When the girls go to summer camp together, I could not believe my ears when the arts and craft counselor told a young camp goer that she could not participate in tye-dye day if she could not buy a shirt at the commissary. The shirt is an additional $35 on top of whatever the parents paid to send these kids to camp. So when Claudia (Momona Tamada) goes behind their back and attempts to teach the children to tye dye anyway. This moment causes an eventual uproar when they send Claudia to her room indefinitely. Dawn (Xochitl Gomez) organizes an uprising at the camp because it’s not right to exile children from participating in various projects and activities. After all, some parents cannot afford additional costs after sending their children to camps. Dawn is all about equality and continues to fight for not only the campers but Claudia as well. By protesting, Dawn helps relay the message that when there is injustice in the world, the world has to stand up and fight back. If that is not a great message for tweens and teens, I don’t know what it is anymore.

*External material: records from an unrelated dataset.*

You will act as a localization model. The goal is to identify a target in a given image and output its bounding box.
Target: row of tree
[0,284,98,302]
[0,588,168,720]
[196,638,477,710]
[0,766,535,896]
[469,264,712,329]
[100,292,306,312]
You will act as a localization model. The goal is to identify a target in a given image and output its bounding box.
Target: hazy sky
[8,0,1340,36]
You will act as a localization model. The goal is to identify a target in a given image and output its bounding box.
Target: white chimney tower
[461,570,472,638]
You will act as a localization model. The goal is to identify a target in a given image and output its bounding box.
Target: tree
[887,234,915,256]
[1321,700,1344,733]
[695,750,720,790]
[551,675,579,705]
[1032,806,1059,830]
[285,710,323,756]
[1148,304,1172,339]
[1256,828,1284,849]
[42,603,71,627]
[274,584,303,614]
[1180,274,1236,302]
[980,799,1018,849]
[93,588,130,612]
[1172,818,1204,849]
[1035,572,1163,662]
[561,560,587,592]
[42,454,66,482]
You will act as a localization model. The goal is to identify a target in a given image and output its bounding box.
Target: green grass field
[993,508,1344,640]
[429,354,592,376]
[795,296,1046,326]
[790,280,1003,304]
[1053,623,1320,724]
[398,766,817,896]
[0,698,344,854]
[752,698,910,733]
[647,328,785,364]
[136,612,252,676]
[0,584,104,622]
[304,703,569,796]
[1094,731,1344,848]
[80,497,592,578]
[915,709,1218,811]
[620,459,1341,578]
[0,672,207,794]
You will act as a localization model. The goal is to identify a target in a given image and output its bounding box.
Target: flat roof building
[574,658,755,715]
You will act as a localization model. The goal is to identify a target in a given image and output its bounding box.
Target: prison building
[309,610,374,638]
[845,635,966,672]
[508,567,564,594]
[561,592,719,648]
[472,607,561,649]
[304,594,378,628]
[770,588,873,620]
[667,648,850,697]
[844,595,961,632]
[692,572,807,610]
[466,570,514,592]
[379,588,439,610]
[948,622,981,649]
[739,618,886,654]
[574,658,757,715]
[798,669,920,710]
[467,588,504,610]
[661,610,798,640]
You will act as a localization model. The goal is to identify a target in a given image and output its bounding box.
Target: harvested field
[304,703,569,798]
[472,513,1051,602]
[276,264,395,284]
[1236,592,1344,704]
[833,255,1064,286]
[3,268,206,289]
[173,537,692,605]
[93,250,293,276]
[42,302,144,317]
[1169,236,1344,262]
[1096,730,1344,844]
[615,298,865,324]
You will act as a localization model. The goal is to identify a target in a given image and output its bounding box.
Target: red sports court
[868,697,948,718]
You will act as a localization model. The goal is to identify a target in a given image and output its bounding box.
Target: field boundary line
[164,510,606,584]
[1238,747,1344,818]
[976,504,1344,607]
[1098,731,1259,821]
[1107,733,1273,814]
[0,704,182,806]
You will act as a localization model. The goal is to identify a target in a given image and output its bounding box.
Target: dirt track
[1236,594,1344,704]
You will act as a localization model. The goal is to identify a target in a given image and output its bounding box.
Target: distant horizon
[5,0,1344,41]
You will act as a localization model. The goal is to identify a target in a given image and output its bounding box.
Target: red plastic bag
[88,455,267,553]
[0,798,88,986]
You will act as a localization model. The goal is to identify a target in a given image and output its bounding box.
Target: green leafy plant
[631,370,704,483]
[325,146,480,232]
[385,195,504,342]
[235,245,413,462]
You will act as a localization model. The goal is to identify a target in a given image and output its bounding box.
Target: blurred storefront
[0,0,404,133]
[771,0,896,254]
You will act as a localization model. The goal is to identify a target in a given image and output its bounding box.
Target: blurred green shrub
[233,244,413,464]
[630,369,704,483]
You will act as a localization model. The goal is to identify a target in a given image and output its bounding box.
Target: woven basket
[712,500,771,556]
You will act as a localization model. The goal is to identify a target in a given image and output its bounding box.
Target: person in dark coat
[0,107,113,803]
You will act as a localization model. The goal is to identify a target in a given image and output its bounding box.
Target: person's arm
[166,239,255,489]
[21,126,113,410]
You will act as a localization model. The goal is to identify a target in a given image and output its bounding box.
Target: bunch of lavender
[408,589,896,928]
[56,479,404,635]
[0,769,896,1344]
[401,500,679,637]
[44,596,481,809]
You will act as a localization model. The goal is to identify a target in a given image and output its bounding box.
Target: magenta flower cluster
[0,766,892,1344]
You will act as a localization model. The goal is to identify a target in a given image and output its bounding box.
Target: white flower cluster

All females have been here. That fear of when we get our periods no matter how much our parents might have prepared us. Granted, most of the time, our mother is the one that finds out first, but in this case, the girls did and helped Kristy (Sophia Grace) through this passage of time that every woman has to experience. I found this moment practically moving because my mother was afraid I would get made fun of if other girls in my class knew. However, there was one girl who knew despite my mother telling me not to tell anyone. From that day forward, I was grateful for that kinship that arrives during this moment in our lives that is quite confusing and can ultimately be beyond embarrassing if we are not prepared or have the right products on hand. These girls made Kristy feel one hundred percent normal, and that is what we need to teach our ladies ultimately, so there is that mutual respect for one another.
Ultimately, The Baby-Sitters Club is one of the best reboots I’ve witnessed from the many that have developed from shows I watched growing up. The show will make you laugh and allows you to see familiar faces from your youth as well as take on the parenting role. The show also manages to showcase that every girl has a unique personality that lends itself to each of the other girls, which will inevitably lead them to become well rounded young women one day. Not only do the adults teach the children in the series, but the children, even the ones the teens are baby-sitting, end up teaching each other as well. If those are not enough reasons to watch a second season, watching Mallory (Vivian Watson) and Jessi (Anais Lee) develop in future episodes is reason enough for me.
Join the girls of The Baby-Sitters Club for season one on Netflix now.